2026-03-25 13:35:42.378368936 [W:onnxruntime:Default, device_discovery.cc:164 DiscoverDevicesForPlatform] GPU device discovery failed: device_discovery.cc:89 ReadFileContents Failed to open file: "/sys/class/drm/card1/device/vendor"

arm_release_ver: g13p0-01eac0, rk_so_ver: 9

WARNING : pyglet could not access the display, OpenGL is not available: No standard config is available.

INFO : Deploying model yolov5s-v7-coco for 4 cores. This may take a while...

Detecting... : 0%| | 1/6682 [00:01<1:57:43, 1.06s/frames]

Segmentation fault

Sometimes I get to multiple frames before crashing (but I don’t see any video, the display is still opening before the crash)

(venv) aetina@aetina:~/voyager-sdk$ ./inference.py yolov5s-v7-coco media/traffic1_1080p.mp4

2026-03-25 19:45:53.476303296 [W:onnxruntime:Default, device_discovery.cc:164 DiscoverDevicesForPlatform] GPU device discovery failed: device_discovery.cc:89 ReadFileContents Failed to open file: "/sys/class/drm/card1/device/vendor"

arm_release_ver: g13p0-01eac0, rk_so_ver: 9

WARNING : pyglet could not access the display, OpenGL is not available: No standard config is available.

Detecting...                               :   1%|▋                                                                                                     | 46/6682 [00:01<02:42, 40.73frames/s]Segmentation fault

This is the same with the last line of -vv enabled

DEBUG   :axelera.app.pipe.gst: Received first frame from gstreamer

DEBUG   :axelera.app.pipe.gst: Finished building gst pipeline - build time = 1.562

TRACE   :axelera.app.inf_tracers: $ triton_trace --device metis-0:1:0 --slog-level err                                  

TRACE   :axelera.app.inf_tracers: > triton_trace retcode=0 stdout= stderr=  

TRACE   :axelera.app.inf_tracers: $ triton_trace --device metis-0:1:0 --slog-level inf:collector   

TRACE   :axelera.app.inf_tracers: > triton_trace retcode=0 stdout= stderr=  

TRACE   :axelera.app.inf_tracers: Running stdbuf -oL triton_trace --device metis-0:1:0 --clear-buffer --slog as subprocess to collect log              

TRACE   :axelera.app.inf_tracers: CPU Usage is 101.0 on 8 cores == 12.6%    

DEBUG   :axelera.app.display: System memory: 1611.54 MB axelera: 861.92 MB, vms = 4230.73 MB    display queue size: 1                                   

Detecting...                               :   0%|                                                                                                    | 1/6682 [00:01<1:58:10,  1.06s/frames]Segmentation fault

I am at the current setup because directly after unboxing I couldn’t start with the quick start guide, because of following errors: (venv) root@aetina:/home/ubuntu/voyager-sdk# ./inference.py yolov5s-v7-coco media/traffic1_1080p.mp4 --pipe=gst --no-display –aipu-cores=4

WARNING : Failed to get OpenCL platforms : clGetPlatformIDs failed: PLATFORM_NOT_FOUND_KHR

WARNING : Please check the documentation for installation instructions

[libtriton_linux.c:1037] Failed to allocate AI cores: Invalid argument

[ERROR][axeDeviceAllocateContext]: Fail to alloc ctx associate to 4 device.

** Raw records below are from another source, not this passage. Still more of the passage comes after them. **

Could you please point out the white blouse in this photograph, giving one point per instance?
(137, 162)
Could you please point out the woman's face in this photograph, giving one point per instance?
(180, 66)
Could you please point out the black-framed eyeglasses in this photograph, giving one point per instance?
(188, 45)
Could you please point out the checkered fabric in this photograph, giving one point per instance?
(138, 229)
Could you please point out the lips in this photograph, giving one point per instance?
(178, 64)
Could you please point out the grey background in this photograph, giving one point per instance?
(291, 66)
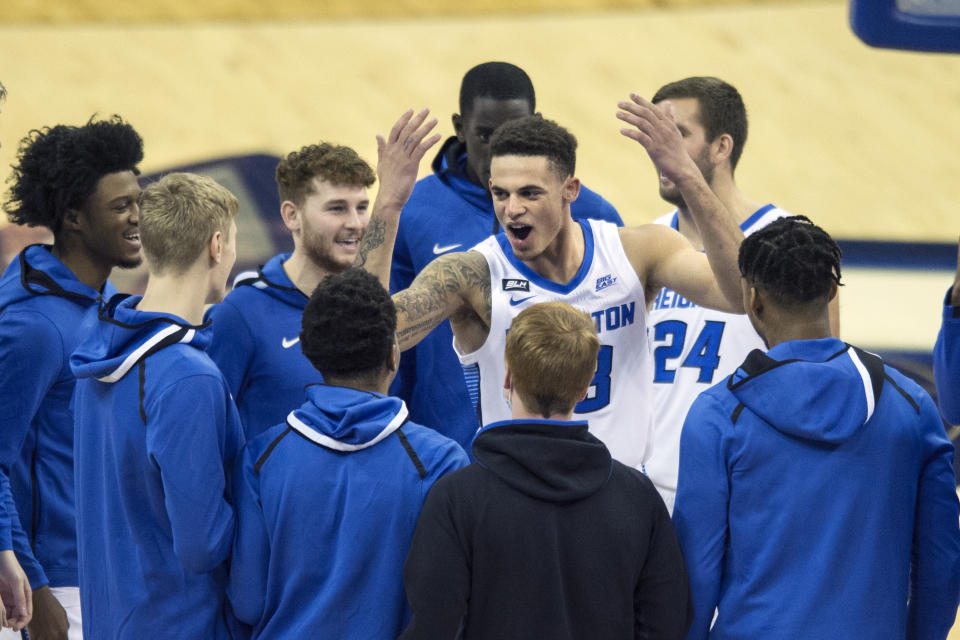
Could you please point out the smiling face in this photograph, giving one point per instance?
(531, 201)
(475, 127)
(333, 220)
(686, 114)
(108, 222)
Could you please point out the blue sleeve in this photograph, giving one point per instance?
(946, 362)
(700, 511)
(591, 204)
(186, 439)
(232, 345)
(31, 358)
(247, 588)
(935, 571)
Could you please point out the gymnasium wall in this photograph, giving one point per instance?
(864, 141)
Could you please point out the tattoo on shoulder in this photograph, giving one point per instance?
(372, 238)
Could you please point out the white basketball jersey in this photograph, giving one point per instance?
(693, 348)
(617, 406)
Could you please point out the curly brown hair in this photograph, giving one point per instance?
(337, 164)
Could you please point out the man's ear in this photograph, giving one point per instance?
(290, 215)
(457, 120)
(571, 189)
(216, 247)
(71, 220)
(722, 147)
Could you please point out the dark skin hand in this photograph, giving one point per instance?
(49, 619)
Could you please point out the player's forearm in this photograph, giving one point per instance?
(376, 248)
(720, 233)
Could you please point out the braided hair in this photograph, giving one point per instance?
(792, 260)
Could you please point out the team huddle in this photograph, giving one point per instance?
(478, 407)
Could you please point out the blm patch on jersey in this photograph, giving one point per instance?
(515, 284)
(605, 281)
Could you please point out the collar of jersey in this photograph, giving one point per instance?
(544, 283)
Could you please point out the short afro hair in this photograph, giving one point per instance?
(792, 260)
(721, 108)
(58, 168)
(337, 164)
(497, 80)
(349, 325)
(536, 136)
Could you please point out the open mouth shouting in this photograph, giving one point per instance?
(133, 238)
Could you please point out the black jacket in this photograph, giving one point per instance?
(545, 536)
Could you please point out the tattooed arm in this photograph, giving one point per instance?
(455, 286)
(398, 161)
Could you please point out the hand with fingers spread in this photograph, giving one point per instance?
(653, 127)
(399, 155)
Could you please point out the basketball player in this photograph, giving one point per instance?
(81, 183)
(816, 496)
(544, 255)
(946, 353)
(328, 499)
(157, 431)
(324, 204)
(16, 601)
(694, 346)
(452, 210)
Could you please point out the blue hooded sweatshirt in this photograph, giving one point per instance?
(327, 505)
(42, 307)
(256, 344)
(157, 438)
(946, 362)
(447, 212)
(816, 494)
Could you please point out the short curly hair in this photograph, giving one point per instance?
(349, 325)
(337, 164)
(58, 168)
(792, 260)
(537, 136)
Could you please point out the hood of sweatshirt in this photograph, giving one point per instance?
(450, 166)
(552, 460)
(821, 390)
(37, 272)
(345, 419)
(273, 280)
(124, 336)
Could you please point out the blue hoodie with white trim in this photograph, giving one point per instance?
(326, 506)
(157, 435)
(42, 311)
(256, 344)
(816, 494)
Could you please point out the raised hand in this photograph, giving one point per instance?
(399, 155)
(653, 127)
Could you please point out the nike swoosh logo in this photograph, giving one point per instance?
(437, 249)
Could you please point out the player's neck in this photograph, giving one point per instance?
(732, 198)
(84, 266)
(183, 295)
(304, 273)
(560, 261)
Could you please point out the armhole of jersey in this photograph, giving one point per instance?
(473, 356)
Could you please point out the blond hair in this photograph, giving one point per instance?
(552, 355)
(178, 215)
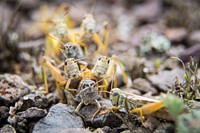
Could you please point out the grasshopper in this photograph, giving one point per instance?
(133, 103)
(87, 94)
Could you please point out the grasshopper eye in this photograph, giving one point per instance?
(115, 94)
(65, 62)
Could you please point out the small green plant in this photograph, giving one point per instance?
(189, 89)
(189, 123)
(174, 104)
(153, 41)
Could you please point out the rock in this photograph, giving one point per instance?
(152, 11)
(132, 64)
(3, 113)
(189, 123)
(193, 51)
(33, 113)
(194, 38)
(165, 79)
(165, 128)
(75, 130)
(176, 34)
(143, 85)
(12, 89)
(131, 90)
(108, 119)
(21, 120)
(7, 129)
(142, 130)
(151, 123)
(36, 99)
(60, 117)
(136, 39)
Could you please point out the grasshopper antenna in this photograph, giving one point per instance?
(114, 76)
(91, 12)
(63, 53)
(56, 39)
(173, 57)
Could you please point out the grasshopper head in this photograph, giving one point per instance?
(88, 23)
(115, 95)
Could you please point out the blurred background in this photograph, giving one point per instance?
(131, 23)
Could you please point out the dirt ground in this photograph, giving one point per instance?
(157, 43)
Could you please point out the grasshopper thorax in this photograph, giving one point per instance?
(101, 66)
(61, 29)
(71, 68)
(88, 24)
(88, 91)
(73, 50)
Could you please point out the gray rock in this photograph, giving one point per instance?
(12, 88)
(7, 129)
(75, 130)
(3, 113)
(165, 79)
(143, 85)
(36, 99)
(33, 113)
(21, 120)
(60, 117)
(108, 119)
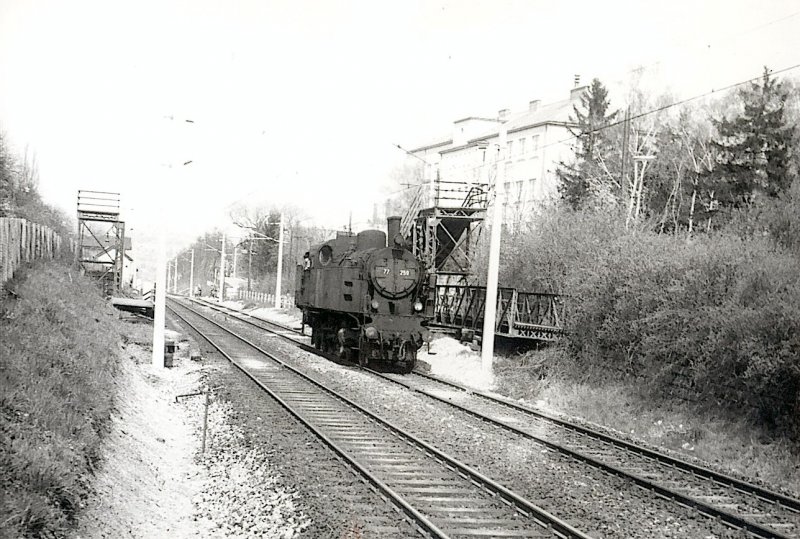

[ERROR][axeCreateContextObject]: axeDeviceAllocateContext failed with 0x70010001.

[ERROR][axeContextCreateEx]: Create context object failed.

terminate called after throwing an instance of 'std::runtime_error'

  what():  axr_device_connect failed : Error at zeContextCreateEx(driver, &ctx_desc, num_sub_devices, sub_device_handles.data() + first_sub, &context): new_connection: 1116: Exit with error code: 0x78000007 : ZE_RESULT_ERROR_INVALID_NULL_POINTER

Aborted (core dumped)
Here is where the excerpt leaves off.